Guthrie: There are lots of tools out there, but a lot of laypeople are in contexts where they haven’t been exposed to those tools. Pastors can be facilitators of helping people get in touch with good tools.
A second thing pastors can do is build a community around Bible reading. And then facilitate training opportunities.
Q: Can you give pastors a vision of what it could look like for their congregation to read the Bible better?
Guthrie: When we think about church history, what happened when people started getting the Bible in their own language? It began to transform the culture. More people started thinking carefully about the church, leadership in the church, and their own lives.
When we invest in building a community of Bible readers, it begins transforming the culture itself. When we build a community of Bible readers, we not only enhance the level of spiritual life and maturity in the congregation, but we make people more able to track with us in our sermons. We build a community where people are making decisions in their families and in the life of the church based on Scripture and not on the cultural fads or impulses of the day.
Q: How is better Bible reading about more than simply reading the Bible more?
Guthrie: Eugene Peterson talks about the need to settle into more of a leisurely reading of the Bible rather than trying to stuff information into our brains. We need to foster a type of reading based on a deep rhythm of life. And that kind of reading is not textbook kind of reading. So, I tried to make my book beautiful and compelling in the way I talked about the different aspects of Bible reading.
We need to be drawn into the power and the beauty of God’s word, not just the information in God’s words.
So, in Bible reading, we’re not trying to master the Bible, seeing if we can become the champion of Bible quizzes. We’re trying to be mastered by the Bible — by the Master of the Bible. It’s about a heart relationship with God. If we’re growing a love relationship with God, then that’s going to affect the way we hear and listen to the Bible.
Q: As we head into the new year, what are some practical ways pastors can lead their congregations to read the Bible better?
Guthrie: The calendar can help us build rhythms into life. The calendar of the Christian year has helped Christians through the ages live in a rhythm of coming or back around to our commitments, coming back around to our joys. And in that sense, the turn of the calendar year can be an opportunity in the life of the church.
Lead your congregations through a process of reading that is doable, but also model that. The other thing pastors can do is use the beginning of the year to give people basic training.
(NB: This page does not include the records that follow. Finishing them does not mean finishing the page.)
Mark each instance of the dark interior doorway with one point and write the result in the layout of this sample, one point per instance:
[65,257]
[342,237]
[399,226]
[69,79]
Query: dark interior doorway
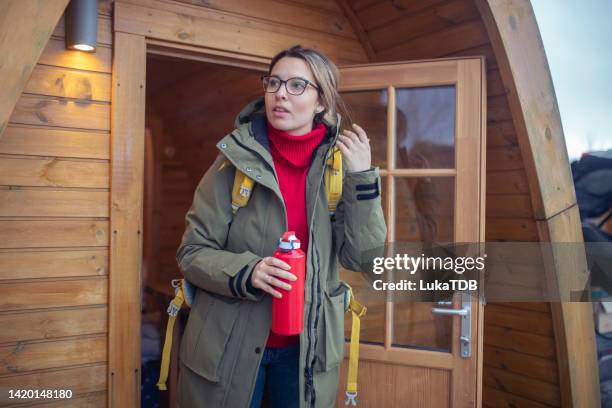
[190,106]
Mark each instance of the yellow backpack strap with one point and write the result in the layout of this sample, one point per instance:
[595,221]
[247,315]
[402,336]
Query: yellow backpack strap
[173,309]
[242,188]
[358,311]
[333,180]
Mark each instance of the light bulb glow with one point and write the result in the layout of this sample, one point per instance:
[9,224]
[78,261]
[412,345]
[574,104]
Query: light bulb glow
[83,47]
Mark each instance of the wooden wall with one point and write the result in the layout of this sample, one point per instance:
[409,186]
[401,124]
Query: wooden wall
[54,217]
[520,360]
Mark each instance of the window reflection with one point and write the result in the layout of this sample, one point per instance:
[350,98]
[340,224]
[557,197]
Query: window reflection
[425,127]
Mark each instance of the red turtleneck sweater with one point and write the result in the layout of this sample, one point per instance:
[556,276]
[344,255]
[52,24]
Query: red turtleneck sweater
[292,155]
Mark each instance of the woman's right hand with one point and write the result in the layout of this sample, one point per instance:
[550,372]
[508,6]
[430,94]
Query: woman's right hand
[266,273]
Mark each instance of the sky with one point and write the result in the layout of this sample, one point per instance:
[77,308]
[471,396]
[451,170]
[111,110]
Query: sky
[574,33]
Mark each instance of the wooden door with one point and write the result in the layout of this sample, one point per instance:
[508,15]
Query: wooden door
[426,124]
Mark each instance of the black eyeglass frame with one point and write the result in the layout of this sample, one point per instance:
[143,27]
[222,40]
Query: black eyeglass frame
[263,77]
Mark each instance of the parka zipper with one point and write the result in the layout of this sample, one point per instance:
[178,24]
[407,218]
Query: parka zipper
[309,369]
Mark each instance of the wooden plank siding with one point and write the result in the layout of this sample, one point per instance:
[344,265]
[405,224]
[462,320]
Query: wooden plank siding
[55,173]
[54,216]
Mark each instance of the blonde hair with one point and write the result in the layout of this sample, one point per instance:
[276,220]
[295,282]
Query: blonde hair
[326,75]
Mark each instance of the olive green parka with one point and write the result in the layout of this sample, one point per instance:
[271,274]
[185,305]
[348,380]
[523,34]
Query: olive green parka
[230,320]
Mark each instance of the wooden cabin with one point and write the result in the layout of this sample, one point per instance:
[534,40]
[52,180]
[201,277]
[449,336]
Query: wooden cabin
[100,154]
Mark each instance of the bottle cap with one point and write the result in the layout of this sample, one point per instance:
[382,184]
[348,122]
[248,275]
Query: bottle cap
[289,241]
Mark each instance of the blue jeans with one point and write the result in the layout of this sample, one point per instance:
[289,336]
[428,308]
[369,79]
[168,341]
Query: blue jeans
[278,376]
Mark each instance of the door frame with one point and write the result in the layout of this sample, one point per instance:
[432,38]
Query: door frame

Take the opportunity to take your congregation through fresh training on the basics of good Bible reading.
Q: How might it be helpful for a church body to commit to reading the Bible better together?
Guthrie: It’s easier to read the Bible when you have support in a community. There are times in which we, as people, need a spiritual ecosystem where we are drawing from other people around us, getting encouragement from them. And then we can contribute back to the process of what God is speaking into other people’s lives as well. Be creative in creating reading communities and have various opportunities where people who have different schedules can benefit from some form of community.
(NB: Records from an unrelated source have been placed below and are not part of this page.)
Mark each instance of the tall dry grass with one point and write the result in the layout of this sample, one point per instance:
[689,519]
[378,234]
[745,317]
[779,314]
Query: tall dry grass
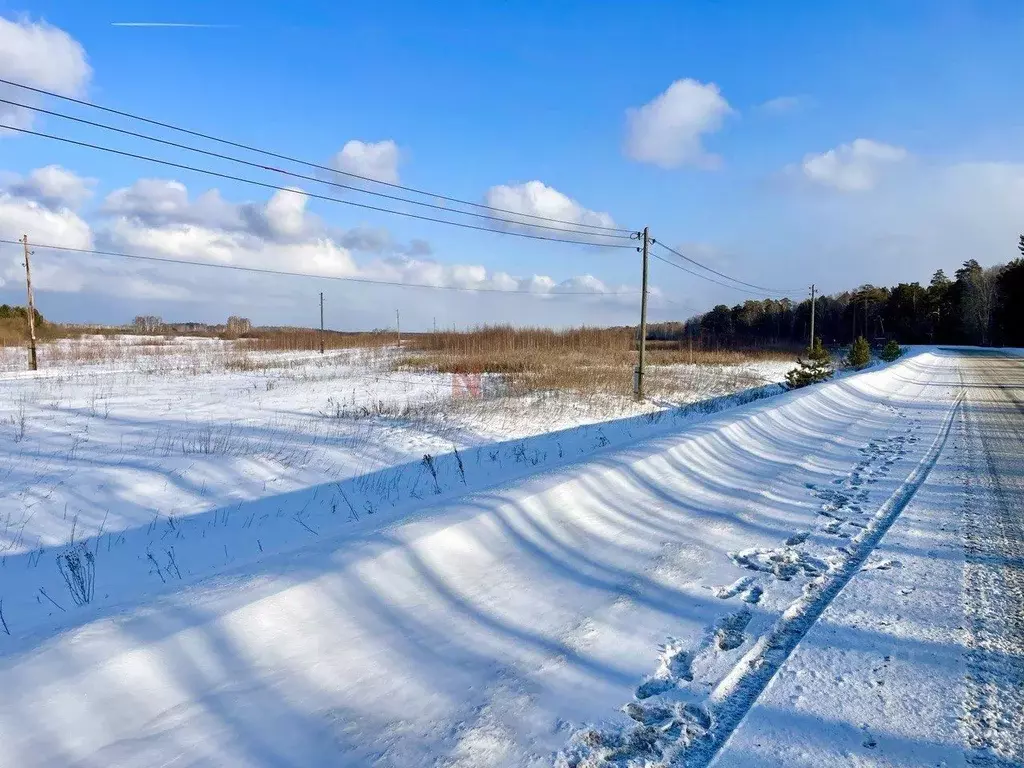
[581,359]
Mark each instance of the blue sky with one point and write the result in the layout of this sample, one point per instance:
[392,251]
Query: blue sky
[476,95]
Q: Why is it important to remember the goal of reading the Bible better?
Guthrie: We believe this is the word of God — that God has spoken His truth into the world. And if that is the case, pastors, act like it. Give people the training they need. Give them the context they need to not only come and listen to people preach and teach but to build it into a rhythm of their lives, where they are hearing God speak to them on a daily basis. There’s nothing more important we could do to build people up in the faith and help them participate in the advancement of God’s kingdom in the world. So, let’s help people with that process because it really is foundational to everything else.